Immediate decision making and notifications & Investigation and information gathering
Whenever a child dies, practitioners should work together in responding to that death in a thorough, sensitive and supportive manner. The aims of this response are to:
- Establish, as far as is possible, the cause of the child's death;
- Identify any modifiable contributory factors;
- Provide ongoing support to the family;
- Learn lessons in order to reduce the risk of future child deaths and promote the health, safety and wellbeing of other children;
- Ensure that all statutory obligations are met.
 These are defined as factors which may have contributed to the death of the child and which might, by means of a locally or nationally achievable intervention, be modified to reduce the risk of future deaths.
Where a Joint Agency Response is required, practitioners should follow the process set out in Sudden and Unexpected Death in Infancy and Childhood: multiagency guidelines for care and investigation (2016). A Joint Agency Response is required if a child’s death:
- Is or could be due to external causes;
- Is sudden and there is no immediately apparent cause (including sudden unexpected death in infancy/childhood);
- Occurs in custody, or where the child was detained under the Mental Health Act;
- Occurs where the initial circumstances raise any suspicions that the death may not have been natural;
- Occurs in the case of a stillbirth where no healthcare professional was in attendance.
If there is an unexplained death of a child at home or in the community, the child should normally be taken to an emergency department rather than a mortuary. In some cases when a child dies at home or in the community, the police may decide that it is not appropriate to move the child’s body immediately, for example, because forensic examinations are needed.
In a criminal investigation, the police are responsible for collecting and collating all relevant information pertaining to the child’s death. Practitioners should consult the lead police investigator and the Crown Prosecution Service to ensure that their enquiries do not prejudice any criminal proceedings.
If the results of any investigations suggest evidence of abuse or neglect as a possible cause of death, the paediatrician should inform relevant safeguarding partners and the Child Safeguarding Practice Review Panel immediately.

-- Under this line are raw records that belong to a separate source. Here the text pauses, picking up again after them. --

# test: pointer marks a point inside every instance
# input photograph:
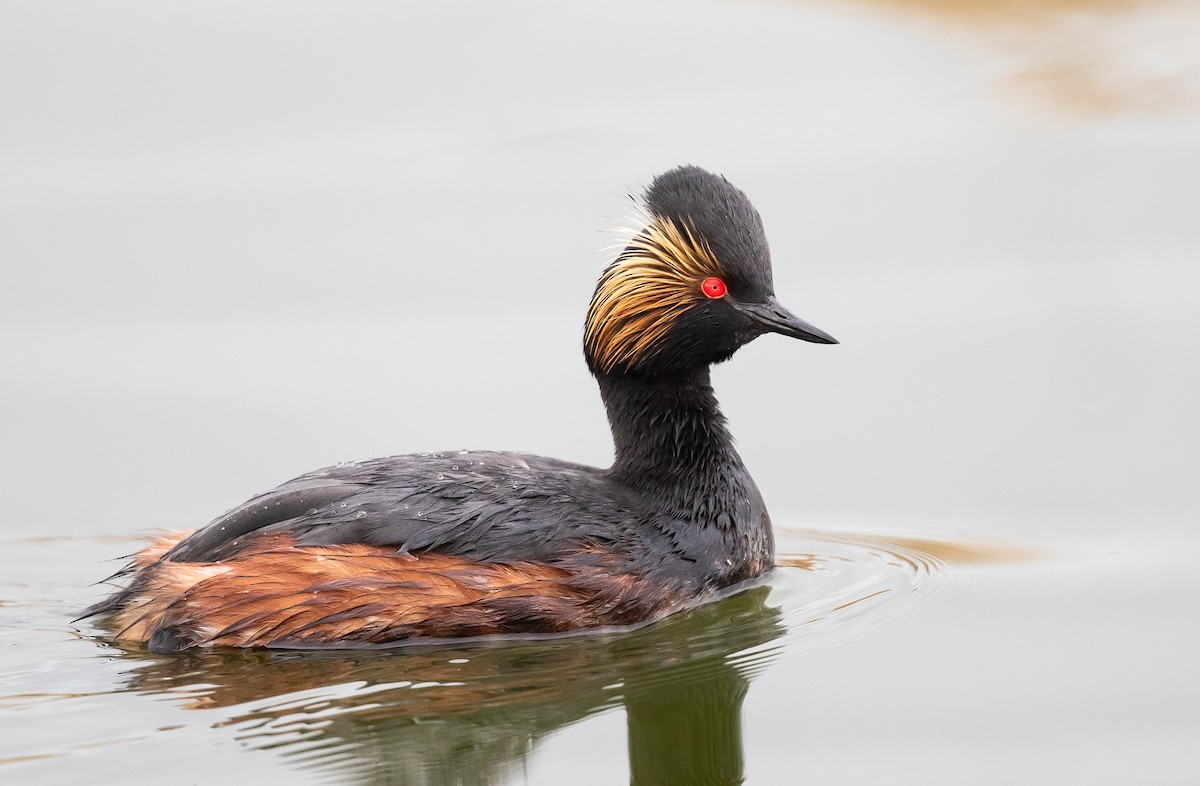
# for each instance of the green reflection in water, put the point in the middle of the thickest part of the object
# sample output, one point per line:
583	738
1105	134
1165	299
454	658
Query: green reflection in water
472	713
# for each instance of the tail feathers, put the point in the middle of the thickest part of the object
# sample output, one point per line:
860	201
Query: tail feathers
144	558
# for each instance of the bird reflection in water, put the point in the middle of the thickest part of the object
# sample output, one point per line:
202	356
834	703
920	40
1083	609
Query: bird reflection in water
473	713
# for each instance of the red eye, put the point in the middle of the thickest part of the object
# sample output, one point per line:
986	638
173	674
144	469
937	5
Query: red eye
713	287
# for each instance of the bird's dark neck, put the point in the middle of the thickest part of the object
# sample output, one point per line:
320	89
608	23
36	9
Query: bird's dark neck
670	436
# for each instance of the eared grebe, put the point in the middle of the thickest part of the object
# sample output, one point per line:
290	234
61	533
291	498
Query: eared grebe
472	544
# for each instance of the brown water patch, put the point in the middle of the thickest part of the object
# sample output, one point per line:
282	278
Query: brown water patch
1085	57
961	552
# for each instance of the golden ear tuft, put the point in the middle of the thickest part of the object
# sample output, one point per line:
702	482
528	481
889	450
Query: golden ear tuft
641	294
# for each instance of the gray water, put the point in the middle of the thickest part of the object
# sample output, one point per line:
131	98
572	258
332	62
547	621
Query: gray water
245	240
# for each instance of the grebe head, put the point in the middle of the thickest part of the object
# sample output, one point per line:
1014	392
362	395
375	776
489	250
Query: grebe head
689	288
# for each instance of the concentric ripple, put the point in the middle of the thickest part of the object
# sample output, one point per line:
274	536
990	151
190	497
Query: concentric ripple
473	711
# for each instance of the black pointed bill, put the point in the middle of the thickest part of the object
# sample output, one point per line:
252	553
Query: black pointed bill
772	317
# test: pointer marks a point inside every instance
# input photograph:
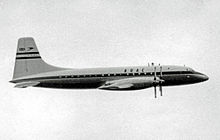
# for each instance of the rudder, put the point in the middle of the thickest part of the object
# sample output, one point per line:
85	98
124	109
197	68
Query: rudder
28	60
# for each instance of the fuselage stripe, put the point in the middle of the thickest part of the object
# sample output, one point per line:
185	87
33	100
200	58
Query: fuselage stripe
33	57
109	75
27	53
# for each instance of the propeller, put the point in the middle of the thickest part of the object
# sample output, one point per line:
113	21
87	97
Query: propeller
158	81
155	82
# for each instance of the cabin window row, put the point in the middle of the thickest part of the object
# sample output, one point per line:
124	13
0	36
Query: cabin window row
103	75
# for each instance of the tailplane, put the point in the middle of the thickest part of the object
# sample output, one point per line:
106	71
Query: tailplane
28	60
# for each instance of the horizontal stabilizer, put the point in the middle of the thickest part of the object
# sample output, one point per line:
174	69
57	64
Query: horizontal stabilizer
26	84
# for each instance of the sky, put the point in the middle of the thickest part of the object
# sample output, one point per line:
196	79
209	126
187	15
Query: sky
108	33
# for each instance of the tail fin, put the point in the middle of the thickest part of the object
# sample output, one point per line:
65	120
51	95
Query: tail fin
28	60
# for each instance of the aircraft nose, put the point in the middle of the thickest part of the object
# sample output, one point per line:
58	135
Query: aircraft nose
204	77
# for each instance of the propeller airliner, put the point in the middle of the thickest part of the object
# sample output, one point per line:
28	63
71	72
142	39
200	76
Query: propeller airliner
30	70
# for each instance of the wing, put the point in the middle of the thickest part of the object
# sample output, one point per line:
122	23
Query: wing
27	84
129	84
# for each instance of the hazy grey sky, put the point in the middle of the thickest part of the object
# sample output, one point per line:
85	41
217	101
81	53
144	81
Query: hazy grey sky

Child Death Review Meeting
This is the multi-professional meeting that takes place prior to the child death review partners review. At the meeting, all matters relating to an individual child’s death are discussed by professionals involved with the case. The child death review meeting should be attended by professionals who were directly involved in the care of that child during his or her life and in the investigation into his or her death, and should not be limited to medical staff. A draft analysis form of each individual case should be sent from the child death review meeting to child death review partners to inform the independent review at a CDOP, or equivalent.
Review of death by child death review partners
The review by the child death review partners (at CDOP, or equivalent), is intended to be the final, independent scrutiny of a child’s death by professionals with no responsibility for the child during their life. The information gathered using all the standardised templates may help child death review partners to identify modifiable factors that could be altered to prevent future deaths.
 Specified data to NHS Digital for the transitional period will be notified to Child Death Review partners separately. The mechanism for collecting, and the content of, this data will evolve as the National Child Mortality Database becomes operational.
Child death review partners for a local authority area in England must prepare and publish a report as set out in the statutory responsibilities above. They may therefore wish to ask the CDOP (or equivalent) to produce an annual report for child death review partners on local patterns and trends in child deaths, any lessons learnt and actions taken, and the effectiveness of the wider child death review process in order to assist child death review partners to prepare their report.